And bam! The chain works. (source) "11,12" becomes (explode) 11, becomes array('key_wrapper' => 11), which is chewed up by (iterator), passed to migration to become array('target_id'=>54,'target_revision_id'=>56), and then (extract) to be just 54.

Having written this out, this still doesn't feel quite right. It feels like explode>migration just isn't returning that correct structure, and that if somehow the combo returned

Array
(
    [0] => Array
        (
            [target_id] => 54
            [target_revision_id] => 56
        )

    [1] => Array
        (
            [target_id] => 55
            [target_revision_id] => 57
        )

)

it would work properly.

Anyways, it was important that I documented this. It's likely I'll come back and revise this with a better solution...

Comment #4

trevorbradley commented 9 November 2016 at 22:39

I'm making some real progress here. It's possible to do this without added plugins, but it requires several patches.

#1: EntityReference migrate destination Patch #15: https://www.drupal.org/node/2809793
#2: Migrate SQL Map doesn't get array keys for compound keys Patch #14: https://www.drupal.org/node/2810907
#3: Scalar to Array Migration returns Null: https://www.drupal.org/node/2767643 (Either of my #1 or #3 patches in comments #10 and #12).

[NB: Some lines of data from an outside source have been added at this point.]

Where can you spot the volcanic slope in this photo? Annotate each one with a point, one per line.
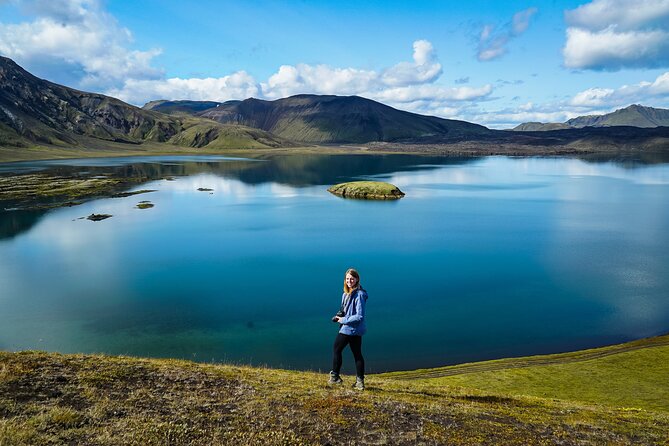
(339, 119)
(34, 112)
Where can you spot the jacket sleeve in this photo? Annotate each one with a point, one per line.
(359, 315)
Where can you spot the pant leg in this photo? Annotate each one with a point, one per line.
(340, 343)
(356, 347)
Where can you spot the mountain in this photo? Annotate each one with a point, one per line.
(177, 107)
(540, 126)
(333, 119)
(35, 111)
(632, 116)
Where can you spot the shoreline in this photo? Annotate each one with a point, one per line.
(98, 149)
(51, 398)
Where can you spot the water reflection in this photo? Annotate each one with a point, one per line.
(292, 171)
(483, 258)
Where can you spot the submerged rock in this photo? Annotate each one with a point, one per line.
(97, 217)
(368, 190)
(144, 205)
(129, 194)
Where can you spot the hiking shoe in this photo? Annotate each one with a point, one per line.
(334, 379)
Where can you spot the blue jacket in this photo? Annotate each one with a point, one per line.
(353, 323)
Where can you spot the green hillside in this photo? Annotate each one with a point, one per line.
(36, 112)
(338, 119)
(615, 395)
(633, 116)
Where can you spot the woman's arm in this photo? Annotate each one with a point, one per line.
(359, 302)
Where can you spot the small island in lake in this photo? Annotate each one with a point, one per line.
(369, 190)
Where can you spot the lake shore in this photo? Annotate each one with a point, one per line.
(92, 148)
(97, 399)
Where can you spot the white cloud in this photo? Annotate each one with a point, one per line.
(236, 85)
(493, 44)
(320, 79)
(80, 35)
(643, 92)
(407, 85)
(615, 34)
(625, 14)
(592, 97)
(80, 39)
(425, 67)
(431, 92)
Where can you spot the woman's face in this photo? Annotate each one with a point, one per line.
(351, 281)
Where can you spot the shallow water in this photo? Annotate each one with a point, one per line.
(483, 258)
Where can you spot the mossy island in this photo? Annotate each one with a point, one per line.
(367, 190)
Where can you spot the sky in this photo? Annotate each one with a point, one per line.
(485, 61)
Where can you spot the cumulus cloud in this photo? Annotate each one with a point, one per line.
(493, 42)
(139, 91)
(77, 42)
(592, 101)
(320, 79)
(424, 68)
(615, 34)
(78, 35)
(406, 85)
(612, 98)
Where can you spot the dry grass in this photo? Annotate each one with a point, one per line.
(74, 399)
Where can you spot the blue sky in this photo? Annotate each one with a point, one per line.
(490, 62)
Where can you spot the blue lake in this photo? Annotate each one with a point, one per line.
(483, 258)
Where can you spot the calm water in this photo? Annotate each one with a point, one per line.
(483, 258)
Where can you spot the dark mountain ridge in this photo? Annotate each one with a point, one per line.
(36, 111)
(334, 119)
(633, 116)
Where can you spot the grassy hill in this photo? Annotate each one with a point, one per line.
(36, 112)
(338, 119)
(615, 395)
(633, 116)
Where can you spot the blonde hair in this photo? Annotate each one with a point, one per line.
(355, 274)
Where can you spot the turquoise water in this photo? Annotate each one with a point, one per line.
(483, 258)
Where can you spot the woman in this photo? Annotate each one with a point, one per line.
(351, 317)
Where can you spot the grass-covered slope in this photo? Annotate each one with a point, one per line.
(36, 112)
(74, 399)
(632, 375)
(338, 119)
(368, 190)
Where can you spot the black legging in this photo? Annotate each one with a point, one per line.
(356, 347)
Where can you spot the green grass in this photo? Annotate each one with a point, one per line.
(632, 375)
(375, 190)
(48, 398)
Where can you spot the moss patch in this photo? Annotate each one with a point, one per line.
(368, 190)
(100, 400)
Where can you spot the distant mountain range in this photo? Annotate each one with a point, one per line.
(35, 111)
(633, 116)
(326, 119)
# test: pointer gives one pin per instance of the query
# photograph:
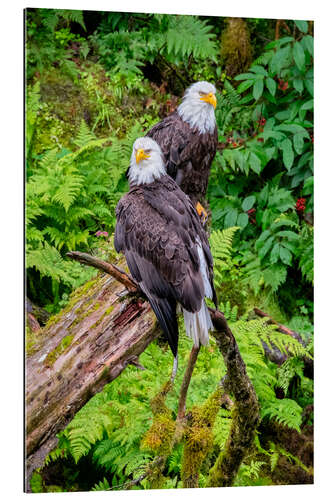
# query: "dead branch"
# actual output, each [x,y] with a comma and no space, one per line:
[246,409]
[106,267]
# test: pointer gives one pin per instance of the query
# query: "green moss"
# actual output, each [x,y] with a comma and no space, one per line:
[99,321]
[199,439]
[61,347]
[31,339]
[159,437]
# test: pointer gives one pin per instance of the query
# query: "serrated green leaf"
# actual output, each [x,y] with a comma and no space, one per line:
[298,85]
[308,186]
[299,56]
[271,85]
[302,26]
[244,85]
[290,235]
[266,247]
[308,40]
[293,128]
[255,163]
[242,220]
[307,105]
[275,253]
[287,153]
[298,143]
[248,203]
[247,76]
[309,85]
[260,70]
[285,255]
[231,218]
[258,88]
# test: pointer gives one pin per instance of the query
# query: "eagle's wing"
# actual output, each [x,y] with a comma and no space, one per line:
[158,230]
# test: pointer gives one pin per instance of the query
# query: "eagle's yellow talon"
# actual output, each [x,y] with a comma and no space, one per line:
[202,213]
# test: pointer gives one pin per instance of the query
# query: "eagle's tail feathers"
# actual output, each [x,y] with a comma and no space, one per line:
[198,324]
[165,310]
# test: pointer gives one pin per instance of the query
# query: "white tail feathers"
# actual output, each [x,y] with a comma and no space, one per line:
[197,325]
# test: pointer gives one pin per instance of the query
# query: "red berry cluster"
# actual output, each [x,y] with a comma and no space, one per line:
[300,205]
[252,215]
[233,142]
[282,84]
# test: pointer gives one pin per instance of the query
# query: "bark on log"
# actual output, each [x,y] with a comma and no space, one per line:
[91,342]
[86,346]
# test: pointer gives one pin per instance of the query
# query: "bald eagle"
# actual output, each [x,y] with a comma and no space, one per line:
[188,140]
[165,245]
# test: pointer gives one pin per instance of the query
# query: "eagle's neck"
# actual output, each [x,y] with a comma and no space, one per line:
[198,115]
[145,172]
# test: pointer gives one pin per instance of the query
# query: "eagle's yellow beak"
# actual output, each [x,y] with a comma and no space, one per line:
[141,155]
[210,98]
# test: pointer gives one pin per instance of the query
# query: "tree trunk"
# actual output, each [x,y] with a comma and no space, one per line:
[85,346]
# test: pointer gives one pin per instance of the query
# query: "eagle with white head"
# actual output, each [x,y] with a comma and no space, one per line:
[165,245]
[188,140]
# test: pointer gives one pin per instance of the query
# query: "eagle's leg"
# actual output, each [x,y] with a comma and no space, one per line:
[202,213]
[174,369]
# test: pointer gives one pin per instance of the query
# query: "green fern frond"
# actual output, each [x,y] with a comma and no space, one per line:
[196,38]
[221,244]
[285,411]
[102,485]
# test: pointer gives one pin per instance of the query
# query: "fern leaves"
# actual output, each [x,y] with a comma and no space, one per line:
[187,35]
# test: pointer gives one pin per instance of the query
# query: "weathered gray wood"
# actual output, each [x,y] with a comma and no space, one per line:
[85,346]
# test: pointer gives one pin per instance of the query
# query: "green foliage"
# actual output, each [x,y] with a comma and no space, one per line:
[89,97]
[48,38]
[69,196]
[267,163]
[125,50]
[110,428]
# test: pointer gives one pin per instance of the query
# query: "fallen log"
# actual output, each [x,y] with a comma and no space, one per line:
[89,344]
[85,346]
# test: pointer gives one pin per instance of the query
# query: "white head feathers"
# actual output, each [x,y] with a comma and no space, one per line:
[197,112]
[147,162]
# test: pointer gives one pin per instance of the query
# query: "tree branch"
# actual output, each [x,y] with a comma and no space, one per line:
[246,408]
[114,271]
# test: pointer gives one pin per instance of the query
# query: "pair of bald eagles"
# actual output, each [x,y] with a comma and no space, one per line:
[158,228]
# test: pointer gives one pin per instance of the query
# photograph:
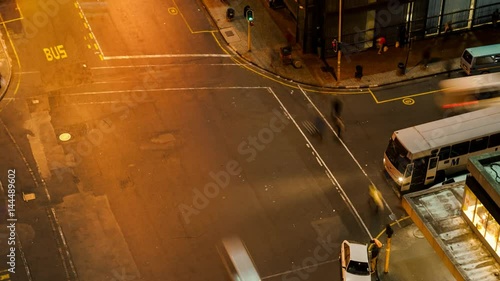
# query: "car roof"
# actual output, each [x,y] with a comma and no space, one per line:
[358,251]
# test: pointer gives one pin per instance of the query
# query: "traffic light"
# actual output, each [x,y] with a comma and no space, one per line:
[250,15]
[335,45]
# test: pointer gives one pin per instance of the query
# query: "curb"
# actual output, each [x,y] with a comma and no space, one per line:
[362,86]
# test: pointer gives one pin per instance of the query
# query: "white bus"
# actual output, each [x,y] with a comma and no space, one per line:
[420,156]
[469,93]
[483,59]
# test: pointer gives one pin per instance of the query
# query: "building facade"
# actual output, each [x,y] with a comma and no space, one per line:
[461,220]
[363,21]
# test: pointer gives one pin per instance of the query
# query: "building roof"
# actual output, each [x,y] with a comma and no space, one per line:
[437,213]
[485,168]
[484,50]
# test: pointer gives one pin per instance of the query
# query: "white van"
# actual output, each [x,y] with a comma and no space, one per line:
[482,59]
[237,260]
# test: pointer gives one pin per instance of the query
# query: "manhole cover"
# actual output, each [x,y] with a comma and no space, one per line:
[65,137]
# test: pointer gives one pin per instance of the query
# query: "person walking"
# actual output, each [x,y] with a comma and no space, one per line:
[381,42]
[336,111]
[376,198]
[494,18]
[339,125]
[319,126]
[426,57]
[376,245]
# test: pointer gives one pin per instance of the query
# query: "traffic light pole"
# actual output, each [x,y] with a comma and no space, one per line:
[339,53]
[249,37]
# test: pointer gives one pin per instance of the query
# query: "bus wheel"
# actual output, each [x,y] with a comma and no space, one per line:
[440,176]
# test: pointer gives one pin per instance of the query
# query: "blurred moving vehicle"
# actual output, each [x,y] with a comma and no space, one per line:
[354,261]
[237,260]
[469,93]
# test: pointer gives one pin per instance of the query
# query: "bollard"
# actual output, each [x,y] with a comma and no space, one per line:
[359,72]
[389,231]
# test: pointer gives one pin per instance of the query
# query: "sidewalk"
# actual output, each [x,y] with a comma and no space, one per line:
[411,257]
[268,35]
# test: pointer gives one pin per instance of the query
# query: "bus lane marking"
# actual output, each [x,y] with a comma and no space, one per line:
[330,175]
[391,215]
[402,98]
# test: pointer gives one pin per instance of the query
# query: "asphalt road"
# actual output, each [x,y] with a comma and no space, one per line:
[175,144]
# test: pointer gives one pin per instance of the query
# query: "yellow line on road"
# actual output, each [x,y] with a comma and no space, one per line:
[16,89]
[403,97]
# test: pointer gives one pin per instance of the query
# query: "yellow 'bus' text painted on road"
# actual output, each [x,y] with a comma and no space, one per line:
[172,11]
[408,101]
[56,52]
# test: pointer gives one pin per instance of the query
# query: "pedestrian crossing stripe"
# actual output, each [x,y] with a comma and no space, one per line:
[310,127]
[4,276]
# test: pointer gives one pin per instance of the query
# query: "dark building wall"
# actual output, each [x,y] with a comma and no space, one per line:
[397,20]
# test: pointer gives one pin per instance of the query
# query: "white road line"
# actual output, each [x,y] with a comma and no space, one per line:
[23,257]
[392,215]
[298,269]
[52,220]
[167,56]
[161,65]
[329,173]
[90,29]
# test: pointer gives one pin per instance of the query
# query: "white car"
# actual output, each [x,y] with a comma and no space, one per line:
[354,262]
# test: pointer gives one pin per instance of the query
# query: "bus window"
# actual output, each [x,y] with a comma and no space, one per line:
[484,60]
[494,140]
[467,57]
[444,153]
[405,147]
[478,144]
[459,149]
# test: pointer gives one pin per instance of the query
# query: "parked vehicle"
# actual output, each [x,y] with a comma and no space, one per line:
[354,262]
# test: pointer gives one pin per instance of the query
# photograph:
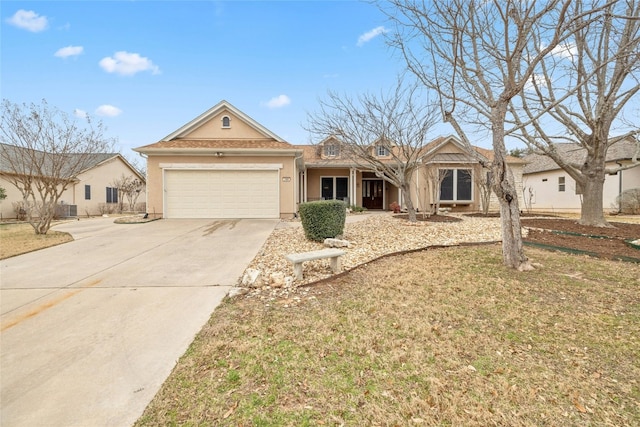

Then the simple YML file for import will work:

uuid: 88b8d4b8-0887-4dbf-884e-1d2483c3f2c0
id: import_content_test_1
label: Import Content Test 1

source:
  plugin: csv
  path: 'private://import_csv/content_test_1.csv'
  header_row_count: 1
  keys:
    - id
process:
  title: title
  body: body
  field_paragraph_test_1:
    -
      plugin: explode
      source: paragraph_test_1
      delimiter: ,
    -
      plugin: migration
      migration: import_paragraph_test_1
      no_stub: true
    -
      plugin: iterator
      process:
        target_id: id
        target_revision_id: revision_id
  type:
    plugin: default_value
    default_value: content_test_1
destination:
  plugin: entity:node

The plugins are almost perfect, and the migration plugin returns this structure to save into the node:

    [destination:protected] => Array
        (
            [title] => Title 2
            [body] => Body 2
            [field_paragraph_test_1] => Array
                (
                    [0] => Array
                        (
                            [id] => 82
                            [revision_id] => 84
                        )

                    [1] => Array
                        (
                            [id] => 83
                            [revision_id] => 85
                        )

                )

            [type] => content_test_1
        )

There is a problem here though. The SQL Key patch is returning the keys "id" and "target_id", but paragraph fields expect keys of "target_id" and "target_revision_id". Adding in the simple iterator plugin solves the problem.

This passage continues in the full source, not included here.